The main attraction for this trip is the Bosque Petrificado, a protected area with rangers to provide information and keep visitors from slipping hunks of petrified wood into their pockets (it’s very tempting, as my husband Jay can tell you!). The landscape has a badlands-like appearance. Although they are 65 million years old, the sediments are not well consolidated and they erode into soft mound shapes. Adding to the allure of the place is the multiple colors of the sedimentary layers, shown in the photo below.
In the time when these sediments were deposited (near the Meozoic-Cenozoic boundary when the dinosaurs went extinct) this area was located on a broad coastal plain with estuaries and marshes. Landward of the coast were forests with palm trees and other tropical plants. One day a large flood carried vast amounts of plant material, including tree trunks up to a meter in diameter and many meters long, into the coastal zone where they were quickly buried by sediments, thus preserving them from rotting, the fate of most plant material. After burial, silica-rich fluids, apparently provided by volcanic activity in the region, flowed through the porous sand and turned the wood into rock made of quartz. Most of the tree trunks are surrounded by a thin veneer of sand that is also cemented with silica. In the photo below, there is a log sticking out of the sediment within which it was deposited; most of the fossil plants are no longer in their original positions but are located on the landscape where they have collected as the softer sediment around them has eroded away.

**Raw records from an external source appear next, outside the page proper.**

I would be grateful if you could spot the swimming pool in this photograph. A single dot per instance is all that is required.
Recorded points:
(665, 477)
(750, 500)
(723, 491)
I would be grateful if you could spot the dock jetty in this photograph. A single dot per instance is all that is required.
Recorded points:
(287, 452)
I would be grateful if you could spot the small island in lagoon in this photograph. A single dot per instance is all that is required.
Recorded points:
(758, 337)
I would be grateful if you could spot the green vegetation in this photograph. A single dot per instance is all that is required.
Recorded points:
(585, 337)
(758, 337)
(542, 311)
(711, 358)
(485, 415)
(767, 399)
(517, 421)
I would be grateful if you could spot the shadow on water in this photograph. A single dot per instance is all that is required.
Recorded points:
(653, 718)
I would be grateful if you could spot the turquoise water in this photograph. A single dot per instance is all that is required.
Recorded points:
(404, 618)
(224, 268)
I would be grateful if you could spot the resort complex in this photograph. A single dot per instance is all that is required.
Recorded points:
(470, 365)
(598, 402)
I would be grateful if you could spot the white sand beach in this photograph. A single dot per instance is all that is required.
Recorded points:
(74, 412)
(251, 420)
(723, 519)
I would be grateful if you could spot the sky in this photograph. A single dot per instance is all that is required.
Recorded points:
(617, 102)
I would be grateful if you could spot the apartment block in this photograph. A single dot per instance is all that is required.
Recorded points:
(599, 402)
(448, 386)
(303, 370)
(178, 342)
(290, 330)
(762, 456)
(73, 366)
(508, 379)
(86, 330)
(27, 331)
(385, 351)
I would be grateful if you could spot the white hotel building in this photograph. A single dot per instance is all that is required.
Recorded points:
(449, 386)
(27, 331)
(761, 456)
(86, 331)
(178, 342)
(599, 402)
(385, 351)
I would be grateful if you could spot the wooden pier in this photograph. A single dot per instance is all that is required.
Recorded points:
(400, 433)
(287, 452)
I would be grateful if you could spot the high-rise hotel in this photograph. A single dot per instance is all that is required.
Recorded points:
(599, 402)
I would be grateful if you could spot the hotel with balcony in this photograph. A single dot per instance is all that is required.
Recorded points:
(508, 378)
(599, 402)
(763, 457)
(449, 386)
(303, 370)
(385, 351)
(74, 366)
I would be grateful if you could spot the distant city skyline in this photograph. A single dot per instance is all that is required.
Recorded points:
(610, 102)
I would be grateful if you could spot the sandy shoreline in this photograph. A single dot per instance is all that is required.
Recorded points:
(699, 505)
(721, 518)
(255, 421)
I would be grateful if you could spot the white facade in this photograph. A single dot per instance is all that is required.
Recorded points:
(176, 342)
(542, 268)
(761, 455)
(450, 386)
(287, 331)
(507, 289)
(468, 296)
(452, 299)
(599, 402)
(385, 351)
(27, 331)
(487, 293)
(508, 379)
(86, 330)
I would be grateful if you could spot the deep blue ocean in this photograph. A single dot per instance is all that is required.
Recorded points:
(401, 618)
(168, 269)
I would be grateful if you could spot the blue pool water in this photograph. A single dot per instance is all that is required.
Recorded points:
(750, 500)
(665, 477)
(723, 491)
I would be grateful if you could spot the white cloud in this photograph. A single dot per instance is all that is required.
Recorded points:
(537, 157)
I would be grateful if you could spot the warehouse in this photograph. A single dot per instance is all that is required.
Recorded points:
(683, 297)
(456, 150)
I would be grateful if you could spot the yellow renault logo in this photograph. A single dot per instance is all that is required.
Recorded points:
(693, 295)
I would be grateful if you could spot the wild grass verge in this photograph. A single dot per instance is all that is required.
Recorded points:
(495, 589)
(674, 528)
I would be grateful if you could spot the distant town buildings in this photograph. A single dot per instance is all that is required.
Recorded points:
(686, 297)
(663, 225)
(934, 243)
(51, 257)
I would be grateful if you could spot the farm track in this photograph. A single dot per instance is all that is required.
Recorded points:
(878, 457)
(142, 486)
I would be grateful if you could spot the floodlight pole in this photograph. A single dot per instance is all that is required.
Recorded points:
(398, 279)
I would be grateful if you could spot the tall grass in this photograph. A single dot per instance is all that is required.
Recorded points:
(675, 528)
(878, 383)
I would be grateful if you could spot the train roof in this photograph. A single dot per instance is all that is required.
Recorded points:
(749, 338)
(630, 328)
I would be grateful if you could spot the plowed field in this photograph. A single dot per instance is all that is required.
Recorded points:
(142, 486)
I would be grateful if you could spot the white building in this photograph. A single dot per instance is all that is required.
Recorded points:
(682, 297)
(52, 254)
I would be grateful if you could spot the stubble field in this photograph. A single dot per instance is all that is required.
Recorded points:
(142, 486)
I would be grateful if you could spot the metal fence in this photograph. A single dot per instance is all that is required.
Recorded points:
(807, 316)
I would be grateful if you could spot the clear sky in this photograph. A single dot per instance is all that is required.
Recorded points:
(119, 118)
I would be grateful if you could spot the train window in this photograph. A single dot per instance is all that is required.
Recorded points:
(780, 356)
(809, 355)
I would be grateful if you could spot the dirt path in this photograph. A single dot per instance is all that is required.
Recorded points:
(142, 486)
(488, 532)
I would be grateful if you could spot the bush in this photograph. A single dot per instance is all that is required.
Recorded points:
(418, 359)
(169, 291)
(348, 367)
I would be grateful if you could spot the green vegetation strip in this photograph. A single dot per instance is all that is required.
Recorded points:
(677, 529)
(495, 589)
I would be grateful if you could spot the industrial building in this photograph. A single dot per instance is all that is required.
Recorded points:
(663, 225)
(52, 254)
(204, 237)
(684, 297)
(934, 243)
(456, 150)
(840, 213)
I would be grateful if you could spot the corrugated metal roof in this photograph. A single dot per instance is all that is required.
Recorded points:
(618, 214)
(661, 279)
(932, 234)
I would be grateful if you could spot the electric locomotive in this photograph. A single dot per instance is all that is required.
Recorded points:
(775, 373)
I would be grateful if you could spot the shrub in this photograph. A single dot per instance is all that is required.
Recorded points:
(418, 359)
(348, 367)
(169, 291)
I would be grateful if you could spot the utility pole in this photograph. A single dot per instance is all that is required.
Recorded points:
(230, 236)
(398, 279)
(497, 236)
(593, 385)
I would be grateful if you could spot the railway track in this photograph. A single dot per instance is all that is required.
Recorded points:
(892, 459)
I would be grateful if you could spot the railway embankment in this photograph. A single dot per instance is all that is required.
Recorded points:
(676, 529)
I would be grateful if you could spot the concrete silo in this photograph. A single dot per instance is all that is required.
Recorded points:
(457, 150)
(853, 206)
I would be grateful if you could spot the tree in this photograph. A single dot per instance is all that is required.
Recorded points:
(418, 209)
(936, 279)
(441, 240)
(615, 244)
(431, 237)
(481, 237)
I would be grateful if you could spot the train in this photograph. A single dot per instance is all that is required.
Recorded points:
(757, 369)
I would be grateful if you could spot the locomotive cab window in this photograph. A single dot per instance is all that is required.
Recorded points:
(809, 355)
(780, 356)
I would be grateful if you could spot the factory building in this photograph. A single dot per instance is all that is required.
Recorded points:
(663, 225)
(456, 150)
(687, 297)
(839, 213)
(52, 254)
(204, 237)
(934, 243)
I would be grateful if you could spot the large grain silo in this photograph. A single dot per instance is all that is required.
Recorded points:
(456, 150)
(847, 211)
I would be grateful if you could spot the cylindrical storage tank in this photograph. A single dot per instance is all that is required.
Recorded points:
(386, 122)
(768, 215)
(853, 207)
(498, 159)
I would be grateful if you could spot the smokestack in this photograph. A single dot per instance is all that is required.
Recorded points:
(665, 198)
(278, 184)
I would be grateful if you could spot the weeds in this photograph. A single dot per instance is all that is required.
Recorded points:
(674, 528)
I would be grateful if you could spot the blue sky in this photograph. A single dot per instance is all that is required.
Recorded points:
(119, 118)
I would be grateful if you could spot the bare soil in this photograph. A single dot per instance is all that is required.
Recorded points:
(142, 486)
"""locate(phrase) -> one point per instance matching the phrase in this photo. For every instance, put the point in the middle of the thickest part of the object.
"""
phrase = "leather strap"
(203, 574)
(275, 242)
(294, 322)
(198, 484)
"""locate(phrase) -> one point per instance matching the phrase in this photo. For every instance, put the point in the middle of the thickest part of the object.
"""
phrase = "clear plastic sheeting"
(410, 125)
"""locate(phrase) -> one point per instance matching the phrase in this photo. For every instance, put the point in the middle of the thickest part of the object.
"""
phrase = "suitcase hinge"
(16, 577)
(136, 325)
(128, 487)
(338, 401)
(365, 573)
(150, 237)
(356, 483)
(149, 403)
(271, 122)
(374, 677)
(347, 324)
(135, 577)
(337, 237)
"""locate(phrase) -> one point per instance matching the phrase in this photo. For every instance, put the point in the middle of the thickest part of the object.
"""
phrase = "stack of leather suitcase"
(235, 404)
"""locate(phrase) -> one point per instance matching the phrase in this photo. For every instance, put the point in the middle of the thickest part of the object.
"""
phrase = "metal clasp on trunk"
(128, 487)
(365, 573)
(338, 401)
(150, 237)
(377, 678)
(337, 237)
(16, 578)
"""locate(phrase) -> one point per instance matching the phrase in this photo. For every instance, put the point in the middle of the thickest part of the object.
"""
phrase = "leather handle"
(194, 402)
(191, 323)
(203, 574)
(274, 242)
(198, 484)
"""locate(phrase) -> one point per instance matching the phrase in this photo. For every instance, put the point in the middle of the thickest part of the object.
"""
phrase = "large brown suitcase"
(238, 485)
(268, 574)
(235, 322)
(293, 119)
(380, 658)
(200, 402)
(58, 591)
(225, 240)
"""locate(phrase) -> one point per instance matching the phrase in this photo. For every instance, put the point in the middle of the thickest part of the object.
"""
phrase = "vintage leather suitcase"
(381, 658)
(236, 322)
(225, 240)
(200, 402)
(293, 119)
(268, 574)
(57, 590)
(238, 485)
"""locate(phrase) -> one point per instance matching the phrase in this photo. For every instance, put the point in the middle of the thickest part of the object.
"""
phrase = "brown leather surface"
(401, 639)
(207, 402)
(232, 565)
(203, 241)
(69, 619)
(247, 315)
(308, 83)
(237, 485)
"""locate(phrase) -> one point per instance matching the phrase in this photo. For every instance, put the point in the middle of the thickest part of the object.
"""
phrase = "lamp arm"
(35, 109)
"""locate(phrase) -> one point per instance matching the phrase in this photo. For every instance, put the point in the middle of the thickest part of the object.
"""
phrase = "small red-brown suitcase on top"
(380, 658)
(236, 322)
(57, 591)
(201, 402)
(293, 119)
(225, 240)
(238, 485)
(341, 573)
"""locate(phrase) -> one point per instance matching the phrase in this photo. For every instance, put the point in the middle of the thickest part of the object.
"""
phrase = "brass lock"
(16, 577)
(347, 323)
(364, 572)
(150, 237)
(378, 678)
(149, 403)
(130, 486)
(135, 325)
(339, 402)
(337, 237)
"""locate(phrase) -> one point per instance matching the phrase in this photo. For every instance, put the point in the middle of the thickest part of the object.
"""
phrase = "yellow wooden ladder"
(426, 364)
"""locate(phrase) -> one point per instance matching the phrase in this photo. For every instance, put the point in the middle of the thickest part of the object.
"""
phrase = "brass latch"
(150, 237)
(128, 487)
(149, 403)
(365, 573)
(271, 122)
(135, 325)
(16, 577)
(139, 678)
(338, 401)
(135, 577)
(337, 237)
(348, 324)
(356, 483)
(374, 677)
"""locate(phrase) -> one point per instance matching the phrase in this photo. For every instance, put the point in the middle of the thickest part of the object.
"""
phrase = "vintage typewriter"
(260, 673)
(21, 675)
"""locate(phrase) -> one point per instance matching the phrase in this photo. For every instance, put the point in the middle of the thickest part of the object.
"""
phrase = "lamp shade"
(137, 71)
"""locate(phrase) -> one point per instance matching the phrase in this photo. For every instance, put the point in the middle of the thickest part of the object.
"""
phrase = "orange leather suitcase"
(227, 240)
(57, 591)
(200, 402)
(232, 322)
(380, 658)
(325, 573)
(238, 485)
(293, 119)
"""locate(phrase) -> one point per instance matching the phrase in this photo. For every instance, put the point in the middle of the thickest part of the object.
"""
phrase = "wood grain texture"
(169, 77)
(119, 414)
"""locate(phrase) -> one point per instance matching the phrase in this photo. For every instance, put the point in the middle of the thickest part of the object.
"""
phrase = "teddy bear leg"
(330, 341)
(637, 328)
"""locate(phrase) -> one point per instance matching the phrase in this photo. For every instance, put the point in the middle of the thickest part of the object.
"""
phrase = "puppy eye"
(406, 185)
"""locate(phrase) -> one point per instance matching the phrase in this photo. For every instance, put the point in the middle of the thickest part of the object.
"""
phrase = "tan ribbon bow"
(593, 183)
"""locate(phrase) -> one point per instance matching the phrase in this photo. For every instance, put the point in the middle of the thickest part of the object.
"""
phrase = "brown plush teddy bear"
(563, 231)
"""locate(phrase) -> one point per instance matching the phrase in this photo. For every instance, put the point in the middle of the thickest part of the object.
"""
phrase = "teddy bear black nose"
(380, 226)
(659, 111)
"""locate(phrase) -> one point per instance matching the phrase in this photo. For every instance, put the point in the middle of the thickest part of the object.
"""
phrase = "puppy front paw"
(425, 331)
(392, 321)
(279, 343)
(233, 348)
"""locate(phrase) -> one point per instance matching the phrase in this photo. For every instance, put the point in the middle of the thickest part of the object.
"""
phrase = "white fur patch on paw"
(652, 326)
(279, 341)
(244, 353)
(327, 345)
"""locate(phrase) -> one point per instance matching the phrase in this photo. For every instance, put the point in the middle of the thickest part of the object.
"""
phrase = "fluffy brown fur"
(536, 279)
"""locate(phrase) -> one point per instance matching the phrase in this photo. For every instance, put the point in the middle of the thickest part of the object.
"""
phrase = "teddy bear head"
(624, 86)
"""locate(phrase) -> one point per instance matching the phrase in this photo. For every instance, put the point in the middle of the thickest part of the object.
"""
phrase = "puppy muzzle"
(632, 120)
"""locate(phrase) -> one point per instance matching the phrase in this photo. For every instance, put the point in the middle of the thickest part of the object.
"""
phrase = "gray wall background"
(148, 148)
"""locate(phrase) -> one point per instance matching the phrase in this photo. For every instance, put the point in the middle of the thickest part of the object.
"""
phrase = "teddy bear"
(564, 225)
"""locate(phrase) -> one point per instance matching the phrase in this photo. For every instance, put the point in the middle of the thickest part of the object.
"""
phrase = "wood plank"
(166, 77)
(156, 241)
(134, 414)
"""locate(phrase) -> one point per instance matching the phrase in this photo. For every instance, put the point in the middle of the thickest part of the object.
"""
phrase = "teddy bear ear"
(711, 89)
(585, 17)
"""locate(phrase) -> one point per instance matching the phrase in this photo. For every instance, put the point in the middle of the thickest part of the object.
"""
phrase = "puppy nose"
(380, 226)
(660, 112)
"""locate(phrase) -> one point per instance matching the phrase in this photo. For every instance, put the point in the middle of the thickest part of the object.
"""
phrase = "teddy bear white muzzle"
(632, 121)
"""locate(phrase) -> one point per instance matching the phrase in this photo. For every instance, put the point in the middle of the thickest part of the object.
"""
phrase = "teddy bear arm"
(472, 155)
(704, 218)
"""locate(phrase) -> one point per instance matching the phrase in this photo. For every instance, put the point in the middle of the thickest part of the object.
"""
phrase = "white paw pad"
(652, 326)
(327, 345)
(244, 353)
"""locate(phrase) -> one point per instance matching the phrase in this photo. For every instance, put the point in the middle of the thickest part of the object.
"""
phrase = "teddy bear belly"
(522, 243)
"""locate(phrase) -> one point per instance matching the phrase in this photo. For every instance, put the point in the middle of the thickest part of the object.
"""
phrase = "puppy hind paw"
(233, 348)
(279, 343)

Unlike the petrified forest you may have seen in Arizona, this event preserved even the smallest splinter, as well as seeds. A sign from along the path explains how this occurred.
Another photo may give a sense of how real these tree pieces appear – I found myself continually checking the pieces to make sure they were really rock and not wood, because the smallest details of the wood have been preserved.
Our weather yesterday was not ideal, as we had wind that nearly blew us away, and we were hoping for sun to better show the brilliant sediment colors. But we were not disappointed with the petrified forest. (Note: to the south there is another petrified forest that was buried and silicified as a result of a volcanic eruption.) Another benefit of the outing was some cultural education. Our driver brought with her several friends and, in true Argentinian style, it quickly turned into a moving party. Below you can see Anita drinking her first mate, as we received instructions on proper form when invited to partake of this ubiquitous national beverage.